Though the Constitution already delineates the freedom for individuals to express their religion, Bartlett said he thinks it’s important to reinforce those freedoms at a state level.
“A lot of schools are not sure what they can and cannot do,” Bartlett said. “This just lets them know that we can do this by law. We have a right to do this.”
When the bill was originally introduced in the legislature, the Jewish community expressed public concern. Legislators opposed to the bill also voiced fears that the legislation would allow for non-Christians to be singled out or that it would be fodder for more lawsuits against schools.
David Sklar, director of government affairs at the Indianapolis Jewish Community Relations Council, said the JCRC originally opposed the bill.
They were particularly worried about one provision that said there would be time set aside for public prayer at any kind of school-related public event, such as a graduation ceremony or sporting event.
This would’ve meant that there would need to be a system for students who didn’t wish to be a part of that prayer time to remove themselves from that situation.
“As representatives of a minority religious community, obviously we take the separation of church and state very seriously,” Sklar said.
Students can certainly express religious beliefs, but schools cannot endorse them, Sklar said.
The JCRC worked with legislators to get this provision of the bill removed, and Sklar said as it stands now, without that section, they are basically neutral on the bill.
“I think we still have some moderate concerns,” Sklar said. “I don’t know that we think that the bill is ultimately necessary, but everything that’s left is pretty well-drafted to be constitutional.”

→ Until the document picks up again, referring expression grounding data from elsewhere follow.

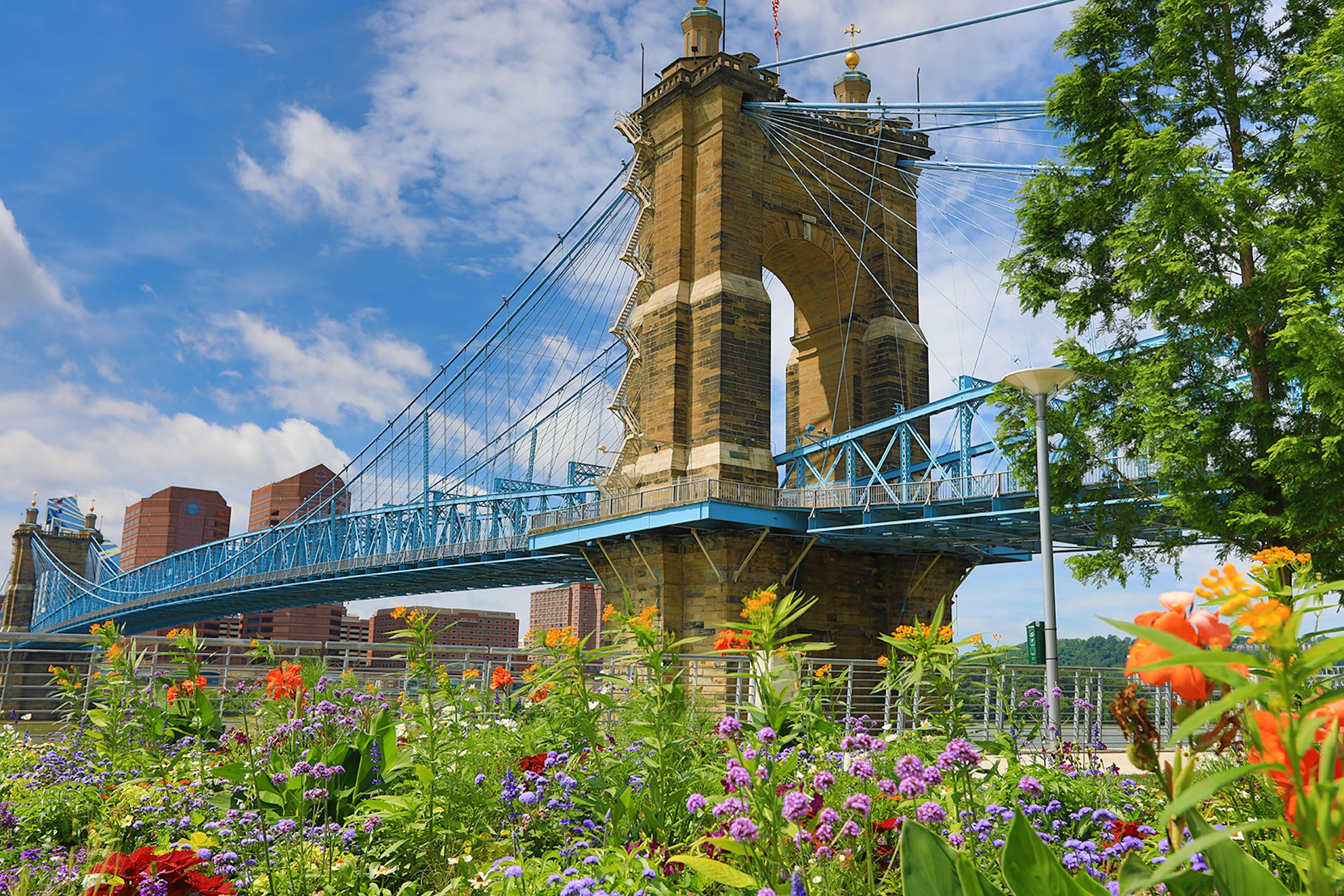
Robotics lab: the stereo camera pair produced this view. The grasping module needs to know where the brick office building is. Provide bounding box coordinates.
[247,464,349,532]
[121,485,232,570]
[527,582,602,646]
[368,607,517,649]
[240,603,365,642]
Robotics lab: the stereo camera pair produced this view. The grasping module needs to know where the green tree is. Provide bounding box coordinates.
[1001,0,1344,583]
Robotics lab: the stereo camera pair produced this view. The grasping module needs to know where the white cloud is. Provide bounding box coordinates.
[0,202,82,324]
[0,383,349,570]
[195,312,434,422]
[238,0,656,250]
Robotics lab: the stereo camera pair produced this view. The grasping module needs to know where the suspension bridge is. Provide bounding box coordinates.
[5,0,1177,656]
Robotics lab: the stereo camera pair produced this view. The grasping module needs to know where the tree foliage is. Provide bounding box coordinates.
[1001,0,1344,582]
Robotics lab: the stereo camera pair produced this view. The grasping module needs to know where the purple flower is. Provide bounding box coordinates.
[719,716,742,738]
[896,755,923,778]
[712,797,747,818]
[728,816,761,844]
[915,799,947,825]
[844,794,872,816]
[784,790,812,824]
[896,776,929,797]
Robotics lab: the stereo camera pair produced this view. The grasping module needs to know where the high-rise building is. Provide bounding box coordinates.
[247,464,349,532]
[527,582,602,648]
[370,607,517,648]
[240,603,363,641]
[121,485,231,570]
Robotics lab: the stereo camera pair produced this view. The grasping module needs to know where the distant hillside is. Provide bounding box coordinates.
[1012,634,1134,669]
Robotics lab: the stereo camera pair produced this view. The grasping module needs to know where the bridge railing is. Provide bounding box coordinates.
[531,458,1148,531]
[0,633,1175,748]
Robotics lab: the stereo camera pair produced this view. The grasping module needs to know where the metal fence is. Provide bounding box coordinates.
[0,633,1175,748]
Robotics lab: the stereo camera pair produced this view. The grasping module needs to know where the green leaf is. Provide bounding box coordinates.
[1003,811,1087,896]
[901,818,964,896]
[1120,811,1288,896]
[668,853,755,887]
[704,837,747,856]
[1157,756,1273,825]
[1185,810,1288,896]
[957,853,1010,896]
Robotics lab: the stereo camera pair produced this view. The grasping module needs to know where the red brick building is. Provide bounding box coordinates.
[240,603,364,641]
[247,464,349,532]
[368,607,517,649]
[527,582,602,648]
[121,485,232,570]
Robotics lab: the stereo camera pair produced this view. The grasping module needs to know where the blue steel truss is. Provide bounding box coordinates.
[16,87,1177,633]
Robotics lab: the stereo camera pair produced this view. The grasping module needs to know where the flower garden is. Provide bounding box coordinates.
[0,549,1344,896]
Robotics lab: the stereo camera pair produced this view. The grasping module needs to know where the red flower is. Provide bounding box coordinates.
[266,662,305,700]
[714,629,751,657]
[85,846,234,896]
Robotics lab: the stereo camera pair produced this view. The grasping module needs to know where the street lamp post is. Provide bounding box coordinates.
[1003,367,1078,738]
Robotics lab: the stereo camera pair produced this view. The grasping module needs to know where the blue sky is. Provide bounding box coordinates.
[0,0,1226,644]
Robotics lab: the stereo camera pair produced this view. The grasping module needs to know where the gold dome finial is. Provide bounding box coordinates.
[844,21,863,71]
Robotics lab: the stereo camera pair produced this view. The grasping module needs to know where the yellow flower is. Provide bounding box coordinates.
[742,588,778,619]
[1237,598,1293,643]
[1195,563,1265,600]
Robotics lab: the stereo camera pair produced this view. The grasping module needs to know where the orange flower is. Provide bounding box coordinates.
[742,588,778,619]
[714,629,751,656]
[266,662,305,700]
[1125,610,1214,700]
[1246,700,1344,834]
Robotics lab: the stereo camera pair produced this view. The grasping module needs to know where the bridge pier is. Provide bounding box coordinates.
[0,501,102,632]
[583,529,970,657]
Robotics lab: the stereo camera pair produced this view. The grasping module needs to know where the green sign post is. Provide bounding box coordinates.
[1027,622,1046,666]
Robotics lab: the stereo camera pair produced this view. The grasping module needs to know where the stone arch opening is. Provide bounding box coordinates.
[762,235,866,447]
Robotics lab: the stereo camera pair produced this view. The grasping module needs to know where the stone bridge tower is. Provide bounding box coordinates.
[572,0,968,656]
[0,500,102,632]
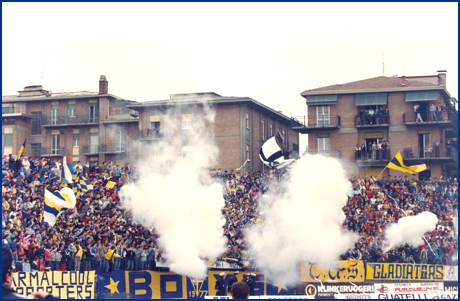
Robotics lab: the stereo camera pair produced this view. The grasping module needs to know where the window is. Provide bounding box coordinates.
[89,133,99,154]
[51,134,59,155]
[89,103,99,122]
[73,134,80,147]
[316,106,330,126]
[147,121,160,137]
[318,137,331,156]
[261,117,265,141]
[115,131,126,152]
[3,134,13,147]
[30,112,42,135]
[30,143,42,157]
[51,105,59,125]
[418,133,433,158]
[67,103,76,117]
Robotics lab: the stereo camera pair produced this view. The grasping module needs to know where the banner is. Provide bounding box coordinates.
[366,262,444,281]
[97,271,294,299]
[300,260,364,282]
[301,282,375,299]
[12,271,95,299]
[444,265,458,281]
[375,282,444,294]
[444,281,458,292]
[208,271,294,296]
[372,293,438,299]
[205,295,313,300]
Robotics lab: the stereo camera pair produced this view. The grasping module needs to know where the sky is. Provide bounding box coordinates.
[2,2,458,150]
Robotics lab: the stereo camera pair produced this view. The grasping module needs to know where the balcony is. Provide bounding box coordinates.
[36,147,67,157]
[137,129,165,141]
[355,149,394,167]
[401,146,458,164]
[291,115,342,134]
[355,115,390,128]
[99,143,127,154]
[42,115,99,127]
[403,112,458,130]
[304,150,342,159]
[81,145,100,156]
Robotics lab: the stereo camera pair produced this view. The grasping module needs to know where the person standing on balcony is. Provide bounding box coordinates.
[433,139,441,158]
[383,108,390,124]
[446,139,452,158]
[414,103,423,122]
[367,141,372,160]
[355,143,361,160]
[430,103,438,121]
[436,101,445,121]
[361,143,366,160]
[367,108,374,124]
[439,104,449,121]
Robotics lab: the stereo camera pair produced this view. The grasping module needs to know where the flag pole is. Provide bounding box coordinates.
[235,159,251,170]
[377,166,387,180]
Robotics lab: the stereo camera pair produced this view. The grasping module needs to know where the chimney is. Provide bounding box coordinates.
[438,70,447,88]
[401,75,406,87]
[99,75,109,94]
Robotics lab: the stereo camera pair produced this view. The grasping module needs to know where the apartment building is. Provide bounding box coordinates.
[291,70,458,179]
[2,81,299,171]
[2,75,139,165]
[127,92,299,172]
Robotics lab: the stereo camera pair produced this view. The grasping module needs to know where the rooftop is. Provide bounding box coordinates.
[301,76,450,96]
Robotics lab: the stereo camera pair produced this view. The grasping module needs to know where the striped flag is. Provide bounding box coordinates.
[259,133,297,178]
[61,156,75,184]
[44,187,77,226]
[102,176,120,188]
[386,152,426,175]
[18,139,27,159]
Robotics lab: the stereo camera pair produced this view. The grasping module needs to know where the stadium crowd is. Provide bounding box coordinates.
[2,155,458,272]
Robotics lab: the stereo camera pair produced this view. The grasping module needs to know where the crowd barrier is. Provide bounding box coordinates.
[12,260,458,299]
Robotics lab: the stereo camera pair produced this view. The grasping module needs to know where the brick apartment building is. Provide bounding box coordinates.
[291,70,458,179]
[127,92,299,172]
[2,75,139,164]
[2,76,299,171]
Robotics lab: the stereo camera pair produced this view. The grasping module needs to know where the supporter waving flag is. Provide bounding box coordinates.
[259,133,296,172]
[386,152,426,175]
[61,156,75,184]
[102,176,120,189]
[44,187,77,227]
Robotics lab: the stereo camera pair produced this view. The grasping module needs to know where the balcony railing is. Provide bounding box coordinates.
[81,145,100,154]
[355,148,393,162]
[355,115,390,127]
[306,150,342,159]
[37,147,67,157]
[42,115,99,126]
[291,115,342,128]
[403,111,458,128]
[99,143,127,153]
[138,129,165,140]
[401,146,458,162]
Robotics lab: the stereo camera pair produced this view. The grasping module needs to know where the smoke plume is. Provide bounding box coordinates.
[384,211,438,252]
[120,103,225,278]
[246,155,359,285]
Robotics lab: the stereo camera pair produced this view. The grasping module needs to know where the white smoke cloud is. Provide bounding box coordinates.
[384,211,438,252]
[120,103,225,278]
[246,155,359,285]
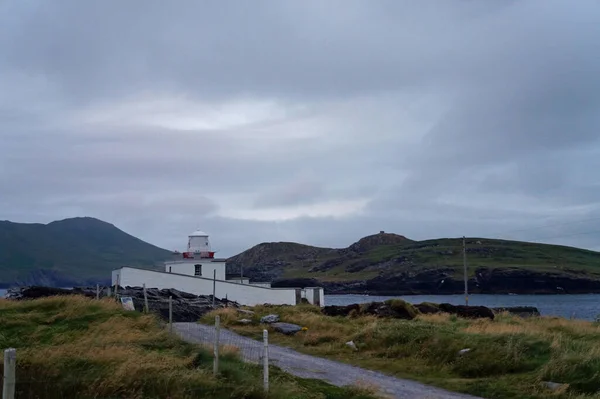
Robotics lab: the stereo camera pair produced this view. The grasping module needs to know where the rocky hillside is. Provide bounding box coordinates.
[228,233,600,295]
[0,218,170,288]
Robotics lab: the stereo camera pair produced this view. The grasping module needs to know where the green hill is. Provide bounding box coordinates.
[0,217,170,287]
[229,233,600,295]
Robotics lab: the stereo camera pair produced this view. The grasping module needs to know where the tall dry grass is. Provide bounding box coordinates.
[204,306,600,399]
[0,296,376,399]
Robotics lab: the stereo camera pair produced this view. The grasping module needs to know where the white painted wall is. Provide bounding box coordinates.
[250,282,271,288]
[188,236,211,252]
[165,259,226,280]
[303,287,325,306]
[112,267,302,306]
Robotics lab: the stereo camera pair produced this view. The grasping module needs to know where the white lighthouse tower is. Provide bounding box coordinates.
[187,230,214,258]
[165,230,226,280]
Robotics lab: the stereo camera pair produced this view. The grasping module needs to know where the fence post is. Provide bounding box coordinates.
[169,295,173,333]
[213,316,221,375]
[263,330,269,392]
[143,283,149,313]
[2,348,17,399]
[213,269,217,309]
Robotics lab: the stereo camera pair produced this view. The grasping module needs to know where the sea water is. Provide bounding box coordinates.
[325,294,600,320]
[0,289,600,320]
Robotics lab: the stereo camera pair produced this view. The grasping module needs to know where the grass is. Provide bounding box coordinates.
[0,296,371,399]
[280,238,600,281]
[203,305,600,399]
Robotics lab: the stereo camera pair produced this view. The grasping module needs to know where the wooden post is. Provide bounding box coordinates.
[143,283,149,313]
[463,236,469,306]
[213,269,217,309]
[263,330,269,392]
[213,316,221,375]
[169,295,173,333]
[2,348,17,399]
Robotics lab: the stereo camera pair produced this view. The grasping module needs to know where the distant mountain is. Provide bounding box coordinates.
[0,217,170,287]
[228,232,600,295]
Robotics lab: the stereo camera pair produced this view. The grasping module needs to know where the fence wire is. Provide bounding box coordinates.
[0,289,268,399]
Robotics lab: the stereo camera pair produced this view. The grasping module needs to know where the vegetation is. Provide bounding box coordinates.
[0,296,369,399]
[228,233,600,293]
[0,218,170,288]
[203,303,600,399]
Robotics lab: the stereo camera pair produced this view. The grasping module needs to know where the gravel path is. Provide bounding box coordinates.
[173,323,481,399]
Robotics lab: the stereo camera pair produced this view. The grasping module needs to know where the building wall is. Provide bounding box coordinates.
[165,259,225,280]
[112,267,302,306]
[250,282,271,288]
[302,287,325,306]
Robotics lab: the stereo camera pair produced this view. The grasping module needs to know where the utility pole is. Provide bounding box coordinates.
[463,236,469,306]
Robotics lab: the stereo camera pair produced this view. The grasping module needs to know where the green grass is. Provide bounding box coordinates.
[0,218,171,286]
[279,238,600,281]
[0,297,372,399]
[203,305,600,399]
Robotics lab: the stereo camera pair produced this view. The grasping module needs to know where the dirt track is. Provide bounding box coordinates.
[173,323,480,399]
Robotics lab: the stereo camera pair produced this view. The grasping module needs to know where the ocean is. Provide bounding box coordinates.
[325,294,600,320]
[0,289,600,320]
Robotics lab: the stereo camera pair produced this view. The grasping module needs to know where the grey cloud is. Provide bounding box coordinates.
[0,0,600,254]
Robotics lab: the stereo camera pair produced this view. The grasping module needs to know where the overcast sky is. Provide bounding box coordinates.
[0,0,600,256]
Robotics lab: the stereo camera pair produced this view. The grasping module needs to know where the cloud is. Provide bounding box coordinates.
[0,0,600,255]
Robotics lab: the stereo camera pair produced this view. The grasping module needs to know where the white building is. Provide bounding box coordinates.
[112,231,324,306]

Daniel McMullen, a 2013 graduate of Bloomington High School South, said he believes the bill to be a victory for religious freedom.
McMullen remembers some of the adverse responses he received when he prayed publicly in high school, he said.
One time, he said, a girl asked him why he was praying.
“Don’t you know you’re at school?” she asked. He’d just laugh, not knowing what to say.
McMullen, who says he has and always will identify as a Christian, recently converted to the Church of Jesus Christ of Latter-day Saints.
“I think it would have been a little easier if people wouldn’t have questioned or judged as they did in a public environment,” McMullen said. “Now, when and if it gets enacted, I think it will prevent that.”
McMullen also said the curriculum provision of the bill, where students can have the opportunity to learn about other religions, may expose students to knowledge they otherwise wouldn’t have come across.
Bartlett said he’d like to give the legislation a few test years to go into effect and see if there are issues that need tweaking.
Throughout the process this legislative session, a majority of legislators did not express much opposition to this bill.
According to the Indiana General Assembly website, the House concurred on Senate amendments to the bill 78-7 on April 13. The Senate president pro tempore and the House speaker have signed off on the bill. Now it merely awaits the governor’s approval.
Like what you're reading? Support independent, award-winning college journalism on this site. Donate here.
IU baseball defeated Coastal Carolina on Monday to finish 3-1 in its opening weekend of games.
The online Kelley Direct MBA program can take two to five years to complete, according to the Kelley School of Business website.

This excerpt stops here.